Quanto conta l’altra metà del cielo

di Gianni Cardinale

Non sono molte le donne che lavorano in Vaticano, ma ci sono. Rare comunque quelle che hanno incarichi di responsabilità. Di seguito una piccola, e parziale, mappa della presenza “rosa” all’interno delle Mura Leonine.

Palazzo Apostolico. Particolarmente nutrita la presenza femminile nell’appartamento pontificio. Ci sono infatti le quattro laiche consacrate appartenenti ai Memores Domini (Carmela, Cristina, Emanuela e Loredana) che si occupano più propriamente delle cosiddette faccende domestiche. I loro nomi però non figurano nell’Annuario Pontificio, come invece accade per una storica segretaria di papa Ratzinger fin dai tempi dell’ex Sant’Uffizio. Si tratta di Birgit Wansing, dell’Istituto di Schönstatt; leggendaria la sua perizia nel decifrare la minuta calligrafia dell’attuale Pontefice del quale mantiene continuamente e minuziosamente aggiornata la sterminata bibliografia.
Molto conosciuta poi la professoressa di musica Ingrid Stampa, in passato collaboratrice domestica nell’appartamento del cardinale Ratzinger di piazza della Città Leonina e ora inquadrata nella Sezione di lingua tedesca della Segreteria di Stato.

Sempre nell’Annuario Pontificio si trova poi citata la segretaria e dattilografa di fiducia del cardinale segretario di Stato Tarcisio Bertone fin dai tempi in cui era il vice del cardinale Ratzinger: è Eurosia “Rosi” Bertolassi, focolarina, che, nel luglio scorso, proprio nella conferenza stampa in cui è stata annunciata una più incisiva presenza femminile in Vaticano, ha ricevuto un pubblico encomio da parte del suo superiore («È una straordinaria collaboratrice, tanto indispensabile che dalla Congregazione per la Dottrina della fede l’ho portata con me in Segreteria di Stato»).

La donna con maggiore anzianità di servizio nel Palazzo Apostolico, il cui nome quindi è il primo al femminile nell’elenco del personale della Segreteria di Stato, è suor Maria Sebastiana Posati che ha un ruolo di rilievo nel delicato ufficio che si occupa delle questioni amministrative.
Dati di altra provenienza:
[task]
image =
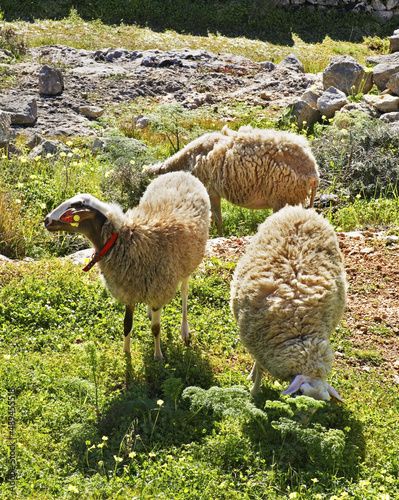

Nell’Annuario Pontificio è menzionata anche la dottoressa María Isabel Tellería Tapia, che da un ventennio si occupa nella Seconda sezione del desk riguardante la Comunità europea. Tanto capace e di carattere che una volta un superiore l’ha definita, per elogiarla, «una donna con i baffi…».

Dicasteri. Dando uno sguardo alle Congregazioni e ai Consigli della Curia romana si può notare che in tutti questi dicasteri – con l’eccezione di quello che si occupa del Culto divino – non manca la presenza femminile, anche se non marcata. Pochissime donne comunque rivestono incarichi formali di responsabilità. Oltre a suor Enrica Rosanna, prima, e finora unica, “sottosegretario” di una Congregazione, abbiamo infatti suor Sharon Holland, capo ufficio sempre al dicastero dei Religiosi, e la dottoressa Paola Fabrizi, “capo ufficio” al Pontificio Consiglio per la Promozione dell’unità dei cristiani. Alla Fabbrica di San Pietro abbiamo poi un’altra capo ufficio, la dottoressa Maria Cristina Carlo-Stella, che in precedenza aveva occupato lo stesso incarico alla Pontificia Commissione per i Beni culturali.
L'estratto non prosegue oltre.